PROJECT 1: HDL AND CELLULAR CHOLESTEROL METABOLISM This project will focus on the cellular and serum factors that affect cholesterol transport between cells and high density lipoprotein (HDL)/ apoproteins. Several cell types will be used but study of macrophages will be emphasized.
In Specific Aim 1 cellular factors affecting cholesterol efflux will be studied. The hypothesis to be tested is that the expression level of transporters and the contribution of aqueous diffusion in cholesterol donor cells together with the concentration/distribution of acceptor HDL particles optimal for these pathways determine efflux efficiency.
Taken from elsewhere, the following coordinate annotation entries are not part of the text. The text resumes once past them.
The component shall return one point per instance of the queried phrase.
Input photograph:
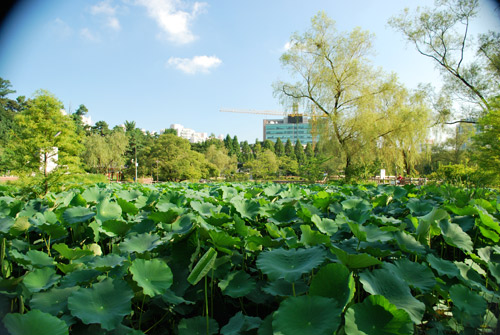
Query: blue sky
(159, 62)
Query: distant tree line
(366, 119)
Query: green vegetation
(251, 259)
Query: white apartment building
(189, 134)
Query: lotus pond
(250, 259)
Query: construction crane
(295, 112)
(251, 111)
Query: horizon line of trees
(369, 119)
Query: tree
(236, 146)
(246, 152)
(443, 34)
(269, 145)
(309, 152)
(299, 152)
(335, 78)
(486, 143)
(407, 114)
(264, 166)
(218, 157)
(45, 137)
(101, 128)
(256, 149)
(103, 153)
(177, 162)
(8, 109)
(289, 152)
(279, 149)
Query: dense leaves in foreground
(251, 259)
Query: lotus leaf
(107, 262)
(35, 322)
(54, 301)
(70, 254)
(39, 259)
(240, 323)
(311, 237)
(154, 276)
(386, 283)
(237, 284)
(307, 315)
(355, 261)
(127, 206)
(204, 265)
(105, 303)
(325, 225)
(334, 281)
(377, 316)
(198, 326)
(455, 236)
(442, 266)
(77, 214)
(284, 288)
(466, 300)
(107, 210)
(40, 279)
(246, 208)
(140, 243)
(289, 264)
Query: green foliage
(251, 259)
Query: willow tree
(443, 34)
(335, 76)
(408, 117)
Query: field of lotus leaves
(250, 259)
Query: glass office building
(294, 128)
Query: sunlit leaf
(237, 284)
(35, 322)
(204, 265)
(334, 281)
(377, 316)
(105, 303)
(386, 283)
(289, 264)
(40, 279)
(154, 276)
(307, 315)
(198, 326)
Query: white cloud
(60, 28)
(113, 23)
(88, 35)
(196, 64)
(104, 8)
(172, 18)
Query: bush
(460, 174)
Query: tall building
(293, 127)
(189, 134)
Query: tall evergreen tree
(279, 149)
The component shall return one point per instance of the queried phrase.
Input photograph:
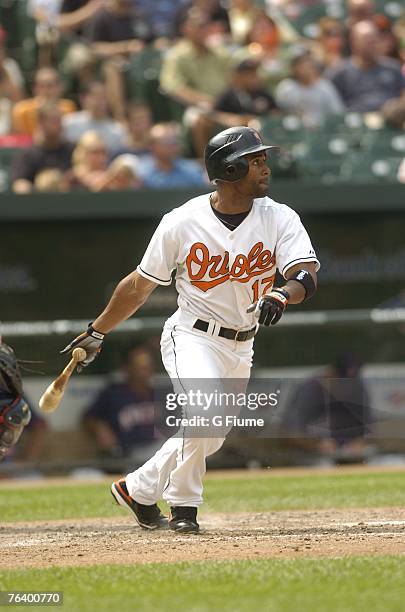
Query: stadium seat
(7, 154)
(371, 170)
(143, 83)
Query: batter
(224, 248)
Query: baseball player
(14, 411)
(225, 248)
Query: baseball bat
(52, 396)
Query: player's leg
(185, 486)
(190, 354)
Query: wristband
(282, 295)
(94, 333)
(305, 279)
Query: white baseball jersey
(220, 272)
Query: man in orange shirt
(47, 87)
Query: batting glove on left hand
(270, 308)
(91, 341)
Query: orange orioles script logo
(200, 263)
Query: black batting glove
(270, 308)
(91, 341)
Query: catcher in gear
(14, 411)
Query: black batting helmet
(225, 153)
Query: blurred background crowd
(105, 95)
(122, 95)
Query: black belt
(225, 332)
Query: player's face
(256, 183)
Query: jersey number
(265, 284)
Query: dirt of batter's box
(326, 533)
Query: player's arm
(300, 285)
(297, 290)
(129, 295)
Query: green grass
(247, 494)
(296, 585)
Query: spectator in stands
(31, 446)
(47, 87)
(121, 418)
(115, 33)
(139, 126)
(51, 150)
(359, 10)
(11, 85)
(90, 163)
(329, 48)
(51, 180)
(389, 43)
(244, 100)
(216, 14)
(159, 18)
(265, 44)
(242, 16)
(365, 81)
(113, 29)
(246, 97)
(95, 117)
(328, 415)
(195, 74)
(306, 93)
(164, 168)
(122, 175)
(401, 172)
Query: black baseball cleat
(147, 517)
(183, 519)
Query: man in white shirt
(225, 248)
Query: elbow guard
(305, 279)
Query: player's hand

We will quantify the contributions of aqueous diffusion and the SR-BI, ABCA1 and ABCG1 transporters to efflux from cells exposed to serum, isolated lipoproteins and reconstituted HDL. Protocols using both genetic manipulation and pharmacological inhibitors to measure pathway contributions to total efflux that were developed during the current grant cycle will be employed. We will also study if removal of the cholesterol produced by cholesteryl ester (CE) hydrolysis in macrophage foam cells occurs via specific efflux pathways and how oxidation of CE by lipoxygenases affects clearance. Serum factors that affect cholesterol flux will be considered in Specific Aim 2. These experiments will test the hypothesis that HDL remodeling by LCAT, CETP and PLTP alters the relative contribution of different pathways. We predict that there will be a reciprocal relationship between the effects of serum factors that increase small/lipid poor HDL and serum factors that increase large phospholipid-rich HDL.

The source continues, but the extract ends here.